Projektmanagerin Birgit Baumann stellte exemplarisch das Konzept „Bi mi to Huus – Lebendige Traditionen an Ems und Vechte“ der Emsländischen Landschaft vor. Dort ging es um Traditionen aus dem Emsland und der Grafschaft Bentheim. Brauchtum wurde dokumentiert und in ein virtuelles Museum eingestellt.

Professor Dr. Enno Schmoll von der Jade Hochschule Wilhelmshaven, ein gebürtiger Norder, nahm dann den Kulturtourismus in den Blick, wobei – wie er gleich einschränkte – der Begriff bereits eine Tautologie sei. Denn: „Kultur ist immer auch Bestandteil des Tourismus.“ Der Wirtschaftswissenschaftler ging vor allem drei Fragen nach: Was sucht ein Gast im Urlaub? – Erholung, Freiheit vom Alltag, anderes Klima, Kontrasterfahrungen zum sonstigen Lebensumfeld. Was bietet die Kultur dem Tourismus? – Erlebnisse, Entdeckungen, Differenz- und Kontrasterfahrungen, Anregungen. Wie sichtbar ist die ostfriesische Teekultur? Hier führte Schmoll ein eigenes Erlebnis vor. Gerade in Singapur angekommen, wurde dort als Serviceleistung des Hotels Tee auf dem Zimmer serviert. Eine Anregung für ostfriesische Hotels?

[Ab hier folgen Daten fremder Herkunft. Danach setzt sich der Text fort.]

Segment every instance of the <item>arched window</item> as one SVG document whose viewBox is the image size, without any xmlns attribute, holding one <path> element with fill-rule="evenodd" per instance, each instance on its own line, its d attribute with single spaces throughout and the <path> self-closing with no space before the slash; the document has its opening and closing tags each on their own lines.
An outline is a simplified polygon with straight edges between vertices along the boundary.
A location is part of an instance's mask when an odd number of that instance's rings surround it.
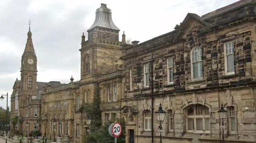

Einige der Ideen, die von Teilnehmern vorgeschlagen wurden: ein Tee-Festival, Ausleben von Besonderheiten der Teekultur – hauchdünne Tassen, echte Sahne, Tee-Trinken als Bestandteil von Gästeführungen, Aufbau einer Tee-Route. Für Enno Schmoll war die Diskussion Anlass zu einem einprägsamen Bild: Die Teekultur müsse von einem Teelicht zu einem Leuchtfeuer werden und entsprechende Dynamik ausstrahlen.